Goodness-of-fit assessment of the fitted model.

gof() calculates omnibus discrepancy measures and their Bayesian \(p\)-values for the fitted model using the posterior predictive check approach.

Usage

gof(
  fit,
  stats = c("Freeman_Tukey", "deviance", "chi_squared"),
  cores = 1L,
  plot = TRUE,
  ...
)

Arguments

fit: An occumbFit object.
stats: The discrepancy statistics to be applied.
cores: The number of cores to use for parallelization.
plot: Logical, determine if draw scatter plots of the fit statistics.
...: Additional arguments passed to the default plot method.

Value

A list with the following named elements:

stats: The discrepancy statistics applied.
p_value: Bayesian \(p\)-value.
stats_obs: Discrepancy statistics for observed data.
stats_rep: Discrepancy statistics for repeated data.

Details

A discrepancy statistic for the fitted model is obtained using a posterior predictive checking procedure.

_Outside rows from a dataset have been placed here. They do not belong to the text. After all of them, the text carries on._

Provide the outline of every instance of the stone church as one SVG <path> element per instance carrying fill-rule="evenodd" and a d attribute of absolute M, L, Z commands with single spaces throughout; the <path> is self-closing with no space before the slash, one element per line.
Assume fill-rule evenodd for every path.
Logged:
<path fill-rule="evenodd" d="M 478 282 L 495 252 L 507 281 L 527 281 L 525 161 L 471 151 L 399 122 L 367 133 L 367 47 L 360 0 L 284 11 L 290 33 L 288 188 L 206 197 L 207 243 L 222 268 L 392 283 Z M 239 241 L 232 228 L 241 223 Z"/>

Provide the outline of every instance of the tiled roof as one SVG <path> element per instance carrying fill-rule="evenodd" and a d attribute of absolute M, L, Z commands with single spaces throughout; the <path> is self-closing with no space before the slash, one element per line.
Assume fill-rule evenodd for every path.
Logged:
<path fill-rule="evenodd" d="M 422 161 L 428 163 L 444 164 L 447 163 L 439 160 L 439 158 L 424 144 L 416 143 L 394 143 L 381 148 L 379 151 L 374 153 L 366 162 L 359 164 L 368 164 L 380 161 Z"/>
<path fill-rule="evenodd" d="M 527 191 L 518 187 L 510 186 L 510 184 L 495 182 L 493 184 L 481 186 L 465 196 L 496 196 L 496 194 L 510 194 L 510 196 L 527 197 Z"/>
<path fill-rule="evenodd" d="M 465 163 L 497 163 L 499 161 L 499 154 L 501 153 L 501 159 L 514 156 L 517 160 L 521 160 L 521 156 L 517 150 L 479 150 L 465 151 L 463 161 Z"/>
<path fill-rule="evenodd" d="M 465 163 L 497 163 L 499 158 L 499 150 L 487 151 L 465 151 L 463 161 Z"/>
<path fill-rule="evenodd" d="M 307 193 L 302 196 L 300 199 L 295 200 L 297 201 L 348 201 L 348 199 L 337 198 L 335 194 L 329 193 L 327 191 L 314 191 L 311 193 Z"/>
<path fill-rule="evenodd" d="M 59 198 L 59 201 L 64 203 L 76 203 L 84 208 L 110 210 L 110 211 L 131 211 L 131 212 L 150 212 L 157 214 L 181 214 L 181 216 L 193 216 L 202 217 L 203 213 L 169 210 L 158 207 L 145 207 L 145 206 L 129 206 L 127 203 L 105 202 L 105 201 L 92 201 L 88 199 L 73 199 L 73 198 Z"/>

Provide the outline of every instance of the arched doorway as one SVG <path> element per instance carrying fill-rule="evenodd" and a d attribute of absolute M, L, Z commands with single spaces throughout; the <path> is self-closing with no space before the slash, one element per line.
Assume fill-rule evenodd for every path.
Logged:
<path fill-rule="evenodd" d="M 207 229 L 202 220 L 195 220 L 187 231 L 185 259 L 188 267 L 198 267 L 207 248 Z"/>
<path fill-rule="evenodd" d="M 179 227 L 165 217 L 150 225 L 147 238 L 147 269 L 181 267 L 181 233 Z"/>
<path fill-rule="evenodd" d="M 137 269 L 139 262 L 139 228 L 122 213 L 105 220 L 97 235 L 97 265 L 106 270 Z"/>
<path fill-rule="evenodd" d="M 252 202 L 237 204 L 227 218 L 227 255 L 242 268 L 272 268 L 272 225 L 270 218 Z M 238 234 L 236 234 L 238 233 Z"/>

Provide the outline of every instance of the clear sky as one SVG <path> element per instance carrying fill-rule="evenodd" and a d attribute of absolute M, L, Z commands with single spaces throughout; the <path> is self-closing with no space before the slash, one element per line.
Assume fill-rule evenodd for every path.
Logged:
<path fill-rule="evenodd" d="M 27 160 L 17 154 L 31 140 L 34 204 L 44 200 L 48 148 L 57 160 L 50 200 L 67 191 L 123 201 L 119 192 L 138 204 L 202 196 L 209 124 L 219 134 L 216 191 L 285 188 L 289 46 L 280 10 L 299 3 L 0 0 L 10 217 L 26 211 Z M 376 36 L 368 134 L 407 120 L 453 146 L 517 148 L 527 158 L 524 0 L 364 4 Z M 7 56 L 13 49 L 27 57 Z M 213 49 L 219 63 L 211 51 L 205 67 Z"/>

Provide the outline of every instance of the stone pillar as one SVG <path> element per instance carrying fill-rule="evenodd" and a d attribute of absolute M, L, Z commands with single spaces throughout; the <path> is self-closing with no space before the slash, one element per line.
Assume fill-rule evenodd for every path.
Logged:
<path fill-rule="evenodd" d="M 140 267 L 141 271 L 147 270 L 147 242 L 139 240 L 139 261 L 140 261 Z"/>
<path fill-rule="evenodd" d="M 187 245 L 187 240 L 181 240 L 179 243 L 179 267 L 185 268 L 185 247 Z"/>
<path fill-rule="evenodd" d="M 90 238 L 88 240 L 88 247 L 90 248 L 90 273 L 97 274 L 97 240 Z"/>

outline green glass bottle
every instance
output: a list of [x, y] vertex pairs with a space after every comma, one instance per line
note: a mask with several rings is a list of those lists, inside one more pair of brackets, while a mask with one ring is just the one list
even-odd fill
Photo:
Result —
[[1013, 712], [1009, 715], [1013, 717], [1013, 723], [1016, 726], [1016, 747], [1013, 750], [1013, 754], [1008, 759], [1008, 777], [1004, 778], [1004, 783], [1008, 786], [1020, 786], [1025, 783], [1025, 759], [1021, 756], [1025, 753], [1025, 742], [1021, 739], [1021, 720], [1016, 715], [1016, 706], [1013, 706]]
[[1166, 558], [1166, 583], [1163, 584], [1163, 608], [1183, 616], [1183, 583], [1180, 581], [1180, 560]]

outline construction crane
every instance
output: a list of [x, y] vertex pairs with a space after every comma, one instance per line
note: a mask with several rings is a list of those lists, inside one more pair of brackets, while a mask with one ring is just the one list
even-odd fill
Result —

The following statistics are currently available:

Freeman-Tukey statistics (default): \(T_{\textrm{FT}} = \sum_{i,j,k}\left(\sqrt{y_{ijk}} - \sqrt{E(y_{ijk} \mid \pi_{ijk})}\right)^2\)
Deviance statistics: \(T_{\textrm{deviance}} = -2 \sum_{j,k} \log \textrm{Multinomial}(\boldsymbol{y}_{jk} \mid \boldsymbol{\pi}_{jk})\)
Chi-squared statistics: \(T_{\chi^2} = \sum_{i,j,k}\frac{\left(y_{ijk} - E(y_{ijk} \mid \pi_{ijk})\right)^2}{E(y_{ijk} \mid \pi_{ijk})}\)

where \(i\), \(j\), and \(k\) are the subscripts of species, site, and replicate, respectively, \(y_{ijk}\) is sequence read count data, \(\pi_{ijk}\) is multinomial cell probabilities of sequence read counts, \(E(y_{ijk} \mid \pi_{ijk})\) is expected value of the sequence read counts conditional on their cell probabilities, and \(\log \textrm{Multinomial}(\boldsymbol{y}_{jk} \mid \boldsymbol{\pi}_{jk})\) is the multinomial log-likelihood of the sequence read counts in replicate \(k\) of site \(j\) conditional on their cell probabilities.

The Bayesian \(p\)-value is estimated as the probability that the value of the discrepancy statistics of the replicated dataset is more extreme than that of the observed dataset. An extreme Bayesian \(p\)-value may indicate inadequate model fit. See Gelman et al. (2014), Kéry and Royle (2016), and Conn et al. (2018) for further details on the procedures used for posterior predictive checking.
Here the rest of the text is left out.